Complete step by step answer:
We know that the magnetic field is vector thus has it both direction and magnitude .We know that the current carrying conductor produces magnetic field whose direction is given by the right hand thumb rule and the magnitude is given by the Biot-Savart law
Given a combination of curved conductors, the curve \[DA\] has radius $R$ while the curve \[BC\] has radius \[2R\].
Then, we know that the circumference of the circle is given as $2\pi r$, where $r$ is the radius of the circle.
Thus we can say that the total length due to \[DA\] as $L_{1}=\dfrac{3}{4}\times 2\pi R=\dfrac{3\pi R}{2}$
Similarly, the total length due to \[BC\] as$L_{2}=\dfrac{1}{4}\times 2\pi (2R)=\dfrac{1}{2}\pi (2 R)$

Also we know that $\theta$ is $90^{\circ}$ as the small segment of the wire is perpendicular to the radius.
Substituting the values we get the magnetic field due\[DA\] to as$B_{1}=\dfrac{\mu_{0}I}{4\pi R^{2}}\times L_{1}=\dfrac{\mu_{0}I}{4\pi R^{2}}\times\dfrac{3\pi R}{2}=\dfrac{3\mu_{0}I}{8R}$
Similarly, the magnetic field due to \[BC\] is given by $B_{2}=\dfrac{\mu_{0}I}{4\pi (2R)^2}\times L_{2}=\dfrac{\mu_{0}I}{4\pi(2 R)^{2}}\times \dfrac{\pi (2R)}{2}=\dfrac{\mu_{0}I}{16R}$
The magnetic field due to \[DC\]and\[AB\] will be $0$ as they are the current and the small segment makes an angle$0^{\circ}$ , then $sin0=0$.
Then the total magnetic field is given as, $B=B_{1}+B_{2}=\dfrac{3\mu_{0}I}{8R}+\dfrac{\mu_{0}I}{16R}=\dfrac{7\mu_{0}I}{16R}$
The direction of the magnetic field is given by right hand thumb rule.
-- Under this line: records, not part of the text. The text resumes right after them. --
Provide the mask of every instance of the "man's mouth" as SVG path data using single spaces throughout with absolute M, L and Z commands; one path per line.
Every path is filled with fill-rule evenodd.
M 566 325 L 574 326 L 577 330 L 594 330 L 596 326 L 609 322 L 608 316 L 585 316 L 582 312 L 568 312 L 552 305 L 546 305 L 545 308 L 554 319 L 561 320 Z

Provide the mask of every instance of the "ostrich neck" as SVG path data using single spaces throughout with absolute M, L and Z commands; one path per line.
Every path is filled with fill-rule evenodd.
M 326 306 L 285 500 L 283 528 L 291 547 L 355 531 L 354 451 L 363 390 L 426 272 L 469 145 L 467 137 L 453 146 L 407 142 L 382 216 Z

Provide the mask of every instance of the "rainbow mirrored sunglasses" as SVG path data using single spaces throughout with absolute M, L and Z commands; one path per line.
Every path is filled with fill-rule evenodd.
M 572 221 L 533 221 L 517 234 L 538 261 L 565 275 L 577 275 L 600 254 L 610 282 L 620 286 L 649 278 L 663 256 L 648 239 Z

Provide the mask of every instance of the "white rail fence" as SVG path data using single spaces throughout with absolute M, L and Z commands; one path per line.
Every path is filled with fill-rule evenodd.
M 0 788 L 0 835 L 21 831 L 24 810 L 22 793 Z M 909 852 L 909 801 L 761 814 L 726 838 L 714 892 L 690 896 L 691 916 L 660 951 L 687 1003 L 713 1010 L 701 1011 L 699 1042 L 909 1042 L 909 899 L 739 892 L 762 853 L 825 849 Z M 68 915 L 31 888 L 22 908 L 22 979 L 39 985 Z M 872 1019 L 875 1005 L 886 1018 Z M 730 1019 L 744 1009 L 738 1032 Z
Then if we curl the fingers in the direction of the current, then the thumb points the direction of the magnetic field. Here, it points into the paper.
Hence the answer is D.\[\dfrac{7}{16}\text{ but into the plane of the paper}\]

Note:
Note the fraction of the conductors taken and use the proper radius as given. Be careful with the angle between the current and the small segment of the conductor. Be careful when giving the direction of the magnetic field produced.